We present the case of a 67-year-old male with ischemic heart failure admitted to our department after many adequate discharges of an implanted implantable cardioverter-defibrillator. The patient had undergone coronary artery bypass grafting in 2017 and endocardial ablation twice before the current hospitalization for hemodynamically unstable ventricular tachycardia (VT). Echocardiography confirmed severe left ventricular systolic dysfunction with left ventricular ejection fraction of 30% and a large akinetic aneurysm in the apical region. On current coronary angiography, further revascularization was not required. During the hospital stay, sustained VT occurred in two morphologies (VT-1 — Figure 1A, VT-2 — Figure 1B), which required external cardioversion, each time due to hemodynamic instability. The computed tomography scan confirmed a true aneurysm (Figure 1C). Therapy escalation for electrical storms based on the current recommendations did not result in the patient’s electrical stability [1]. During the Heart Team consultation, the patient was disqualified from aneurysmectomy but was eligible for a repeat ablation with epicardial access and a percutaneous left ventricular assist device.

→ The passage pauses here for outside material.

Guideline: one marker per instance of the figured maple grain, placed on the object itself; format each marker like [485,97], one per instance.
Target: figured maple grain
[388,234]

Initially, subxiphoid and transseptal approaches were prepared, and a percutaneous left ventricular assist device (Impella CP Abiomed, MA, US) was inserted into the left ventricle (Figure 1D). With pacing maneuvers, VT-1 was induced very easily. Using the electroanatomical system (Carto 3, Biosense Webster, Diamond Bar, CA, US), high-density mapping was performed. Voltage mapping showed an extensive scar area in the apical region (<0.5 mV as a scar and 0.5–1.5 mV as the border zone). In contrast, activation mapping showed the critical isthmus of the arrhythmia at the base of the aneurysm. Using radiofrequency energy applications from the endocardial side, VT-1 was terminated (Figure 1E). Subsequent pacing induced VT-2, which was mapped as endocardial and in a limited portion of the epicardium due to adhesions (Figure 1D). With endocardial and epicardial radiofrequency energy applications at the infero-septal portion of the aneurysm border zone, VT-2 was terminated (Figure 1F). No recurrence of VT was detected during the hospital stay or 3 months after discharge.

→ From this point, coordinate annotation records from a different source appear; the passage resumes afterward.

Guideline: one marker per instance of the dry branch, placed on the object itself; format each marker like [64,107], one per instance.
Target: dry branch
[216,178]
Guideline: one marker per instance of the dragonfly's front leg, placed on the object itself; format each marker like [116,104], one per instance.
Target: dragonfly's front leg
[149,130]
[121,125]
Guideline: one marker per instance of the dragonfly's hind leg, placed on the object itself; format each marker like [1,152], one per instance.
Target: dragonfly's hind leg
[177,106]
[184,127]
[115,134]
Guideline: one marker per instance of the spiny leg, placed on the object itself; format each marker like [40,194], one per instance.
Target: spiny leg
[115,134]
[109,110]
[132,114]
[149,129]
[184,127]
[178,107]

Recurrent VTs represent a significant burden for patient prognosis. Successful VT ablation can reduce the risk of rehospitalization and improve survival [2]. The difficulty of the procedure may be related to its hemodynamic instability, which necessitates the use of alternative ablation techniques, and various anatomical aspects. Currently, in Poland, circulatory support is mainly used during high-risk hemodynamic procedures [3]. Meanwhile, the use of temporary mechanical hemodynamic support may be helpful during complex VT ablations [4]. In particular, it allows activation mapping, which more selectively identifies the critical isthmus. Both the mapping of epicardial layers and applications in this area should be the target when endocardial ablation fails [5]. A limitation of such a therapeutic strategy may be also the post-infarction aneurysms that modify anatomical relationships and adhesions formed either after pericarditis or cardiac surgery, which reduce the areas to be mapped. In the case of large left ventricular aneurysms, it may be useful to assess pre-procedural anatomy with computed tomography. In our patient, applications to the small area on the epicardial side at the base of the aneurysm restricted by adhesions finally resulted in the termination of VT-2.